Aquí aprendemos que el nombre propio, es nombre histórico. Los Maria, Luis, José o Carmen, van más allá de ser palabras, hasta llegar a ser símbolos de símbolos, que al pronunciarlos, al mismo tiempo decimos hubo una vez alguien, decimos, vivía allá o por acá, decimos, era alegre, le gustaban las guayabas, tenia los ojos negros, decimos, murió joven, o decimos- entre lagrimas-, este es mi hermano, esta es mi hermana o este es mi hijo… Hablamos en presente, no en pasado.
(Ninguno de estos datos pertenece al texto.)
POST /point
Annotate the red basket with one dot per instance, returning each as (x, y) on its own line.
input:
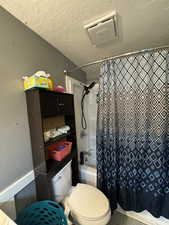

Ni tampoco decimos, este es el nombre de mi hijo, porque ese nombre es el hijo, el tío, el hermano. Aquí los nombres no son letras, fonemas, abstractos significados, son símbolos de esencias más profundas que tienen que ver con nosotros, como nuestra propia vida tiene que ver sólo con nosotros mismos. De alguna forma, también nos simbolizan, nos contienen, nos incluyen desde su silente y sólida escritura. Son nosotros.
Así, el parque hoy, es más un símbolo de símbolos de una historia personal, colectiva, nacional, que continúa, porque sus pequeños muros amarillos se han abierto como diques para la memoria universal de la humanidad entera. El parque ya es eterno. El parque ya es de todos y de todas. El parque es la memoria, el presente e inevitablemente, los significados con que estamos haciendo los futuros. El parque guarda, en suma, lo más valioso que hemos un día tenido. Nos guarda, si, nos guarda a todos. El parque Cuzcatlán, tiene un nombre, que en su milenario sentido, venido de un idioma ya perdido con el que un día nos hablamos, misteriosamente nos re-encuentra, nos re-une, nos re-liga en su más profundo de todos sus significados, dentro un tiempo circular en el que imaginamos el pasado y recordamos el futuro de esta tierra de tesoros.
En la noche, se oyen pasos en el parque. Son dos enamorados montando al lomo de un más que negro y apacible potro. Las riendas caen flojas, sus jinetes, como furtivos de la noche, dejan que el animal los lleve. Parecen figuras eternas, que en la plateada luz de alguna luna, regresan, ya sin prisa, a repetir los mismos besos.
Jorge Castellón
Junio de 2008
Publicado en Revista Contrapunto, El Salvador.